The black rhinoceros lives in southern Africa. In half a century, it has seen its population decline from 65,000 individuals to 2,600 today. It is characterized by its two horns positioned on its nose which are the object of all desires. Indeed, this animal is the subject of intense poaching. They are massacred in order to remove their horns which are then transformed into a powder sold at a high price in Asia.
It was to help them and try to preserve the species that the World Bank decided to innovate by launching a "rhino-bond" or "rhino-bond"; an obligation falling within the scope of Wildlife Conservation Bonds. This bond, issued for an amount of 150 million dollars, is intended for investors wishing to intervene in impact finance. The latter can thus take care of their image by communicating on their virtuous investments in the service of wildlife and biodiversity.

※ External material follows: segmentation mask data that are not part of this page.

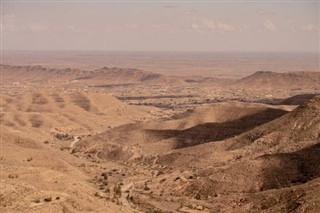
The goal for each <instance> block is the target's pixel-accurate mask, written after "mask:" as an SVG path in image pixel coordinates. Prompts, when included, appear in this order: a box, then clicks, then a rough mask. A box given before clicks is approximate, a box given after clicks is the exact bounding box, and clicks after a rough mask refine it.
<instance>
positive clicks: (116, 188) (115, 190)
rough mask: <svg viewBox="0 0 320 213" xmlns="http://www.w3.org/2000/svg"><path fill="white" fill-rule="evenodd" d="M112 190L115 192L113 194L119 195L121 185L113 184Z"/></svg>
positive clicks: (120, 192)
mask: <svg viewBox="0 0 320 213" xmlns="http://www.w3.org/2000/svg"><path fill="white" fill-rule="evenodd" d="M113 192H114V194H115V196H117V197H121V194H122V193H121V186H120V185H115V186H114V188H113Z"/></svg>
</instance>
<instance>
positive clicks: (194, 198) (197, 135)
mask: <svg viewBox="0 0 320 213" xmlns="http://www.w3.org/2000/svg"><path fill="white" fill-rule="evenodd" d="M1 74H2V79H1V97H0V98H1V99H0V101H1V103H0V113H1V114H0V120H1V146H0V147H1V155H0V162H1V174H0V178H1V194H0V203H1V205H0V211H1V212H190V213H196V212H199V213H201V212H319V210H320V164H319V162H320V156H319V151H320V96H319V93H320V73H319V72H317V71H315V72H307V71H304V72H294V73H293V72H285V73H277V72H270V71H257V72H254V73H251V74H250V75H248V76H245V77H241V78H236V77H235V78H225V77H224V78H219V77H202V76H200V75H199V76H187V75H186V76H176V75H165V74H159V73H157V72H151V71H145V70H141V69H134V68H118V67H102V68H95V69H93V70H86V69H82V68H52V67H50V68H49V67H43V66H30V65H27V66H17V65H14V66H13V65H1Z"/></svg>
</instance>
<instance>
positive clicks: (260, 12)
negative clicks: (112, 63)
mask: <svg viewBox="0 0 320 213" xmlns="http://www.w3.org/2000/svg"><path fill="white" fill-rule="evenodd" d="M1 4H2V5H1V6H2V8H1V9H2V13H1V26H0V27H1V32H2V50H102V51H213V52H217V51H218V52H219V51H223V52H226V51H233V52H269V51H272V52H316V53H318V52H319V39H320V36H319V2H318V1H271V2H268V1H260V2H259V1H240V2H237V1H229V2H223V1H215V2H205V1H203V2H198V1H193V2H191V1H190V2H188V1H185V2H178V1H174V2H170V1H166V2H163V3H161V2H141V1H140V2H139V1H136V2H128V1H126V2H110V1H109V2H107V1H105V2H103V1H74V2H73V1H56V2H55V1H43V2H40V1H29V2H23V1H19V2H18V1H1Z"/></svg>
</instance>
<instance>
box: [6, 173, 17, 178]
mask: <svg viewBox="0 0 320 213" xmlns="http://www.w3.org/2000/svg"><path fill="white" fill-rule="evenodd" d="M8 178H10V179H15V178H18V175H13V174H9V175H8Z"/></svg>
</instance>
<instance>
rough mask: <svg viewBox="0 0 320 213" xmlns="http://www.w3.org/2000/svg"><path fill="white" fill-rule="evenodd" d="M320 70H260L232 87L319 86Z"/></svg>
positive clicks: (239, 80) (236, 82)
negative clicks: (284, 71)
mask: <svg viewBox="0 0 320 213" xmlns="http://www.w3.org/2000/svg"><path fill="white" fill-rule="evenodd" d="M319 85H320V72H307V71H303V72H289V73H276V72H271V71H258V72H255V73H254V74H252V75H249V76H247V77H244V78H242V79H240V80H237V81H235V82H234V83H232V84H231V87H237V88H252V89H301V88H319Z"/></svg>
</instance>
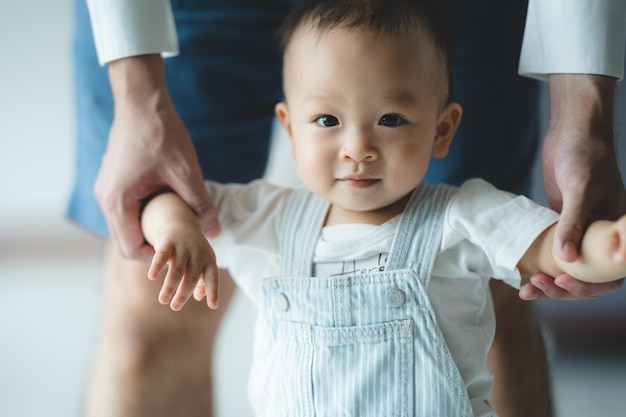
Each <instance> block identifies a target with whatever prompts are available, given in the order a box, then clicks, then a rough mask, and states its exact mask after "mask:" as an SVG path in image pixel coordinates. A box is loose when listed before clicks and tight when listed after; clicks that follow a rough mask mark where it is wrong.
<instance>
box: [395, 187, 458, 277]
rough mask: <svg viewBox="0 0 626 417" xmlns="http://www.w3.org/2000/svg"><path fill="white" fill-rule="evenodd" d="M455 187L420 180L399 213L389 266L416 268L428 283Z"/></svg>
mask: <svg viewBox="0 0 626 417" xmlns="http://www.w3.org/2000/svg"><path fill="white" fill-rule="evenodd" d="M456 190H457V189H456V188H455V187H453V186H450V185H446V184H439V185H437V186H431V185H428V184H425V183H422V184H420V185H419V186H418V187H417V188H416V189H415V191H414V192H413V195H412V196H411V198H410V200H409V202H408V203H407V206H406V208H405V209H404V212H403V213H402V215H401V217H400V222H399V224H398V228H397V230H396V234H395V236H394V239H393V243H392V245H391V250H390V252H389V261H388V263H387V269H388V270H395V269H413V270H415V271H416V272H417V273H418V276H419V277H420V280H421V281H422V283H423V284H424V285H425V286H427V285H428V282H429V281H430V276H431V272H432V268H433V264H434V261H435V257H436V254H437V251H438V249H439V247H440V245H441V237H442V232H443V217H444V216H443V215H444V212H445V208H446V206H447V204H448V201H449V200H450V197H452V195H453V194H454V193H456Z"/></svg>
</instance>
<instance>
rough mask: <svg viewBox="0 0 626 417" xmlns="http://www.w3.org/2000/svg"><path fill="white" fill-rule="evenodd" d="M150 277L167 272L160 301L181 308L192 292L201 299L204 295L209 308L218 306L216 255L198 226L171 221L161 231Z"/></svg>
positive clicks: (172, 305)
mask: <svg viewBox="0 0 626 417" xmlns="http://www.w3.org/2000/svg"><path fill="white" fill-rule="evenodd" d="M153 246H154V252H155V253H154V257H153V258H152V263H151V264H150V269H149V270H148V278H149V279H151V280H156V279H157V278H158V277H159V275H160V274H161V272H162V271H163V270H164V269H166V270H167V273H166V275H165V279H164V281H163V287H162V288H161V292H160V293H159V302H160V303H161V304H169V305H170V308H171V309H172V310H174V311H179V310H180V309H181V308H183V306H184V305H185V303H186V302H187V301H188V300H189V298H190V297H191V295H192V294H193V295H194V298H195V299H197V300H201V299H202V298H203V297H204V296H205V295H206V297H207V304H208V306H209V307H210V308H213V309H215V308H217V306H218V294H219V272H218V268H217V263H216V261H215V254H214V253H213V249H211V246H210V245H209V242H208V241H207V239H206V238H205V237H204V236H203V235H202V233H200V231H199V230H198V228H197V226H195V225H194V226H192V227H188V226H187V225H185V224H171V225H167V226H164V227H163V228H161V229H160V230H159V233H158V235H157V239H156V241H155V244H154V245H153Z"/></svg>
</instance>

The principle of rhino-obligation is simple. The World Bank issues this bond for millions of dollars and then pays the money to the various actors dedicated to the protection of the animal: the associations which fight against poaching and which will thus be able to equip themselves with surveillance equipment or even national parks which will have more means to improve people's living conditions. Not insignificant point, it is the World Bank which will reimburse from its own funds, to the investors, the sums allocated and not the associations.
Objective set by the World Bank: if the population of the black rhinoceros increases by 4% per year, then investors will be able to share 14 million dollars paid by the Global Environment Fund. On the other hand, if the population stagnates, they will simply recover their stakes.
Even if the performance of such a bond is not amazing, since it displays a yield of 1.5% per year, it does, however, offer security. It is rated triple AAA with almost zero risk of default. In addition to this, the World Bank has decided, in order to guarantee the success of its bond, to offer a reduction of 5% of its purchase price, thus improving its yield a little more.
Here is a fine example of what global finance can do when it decides to put its power at the service of nature and the environment. Even if it took a long time for the World Bank to develop its rhinobond, let's hope that this financial innovation will be followed by many others.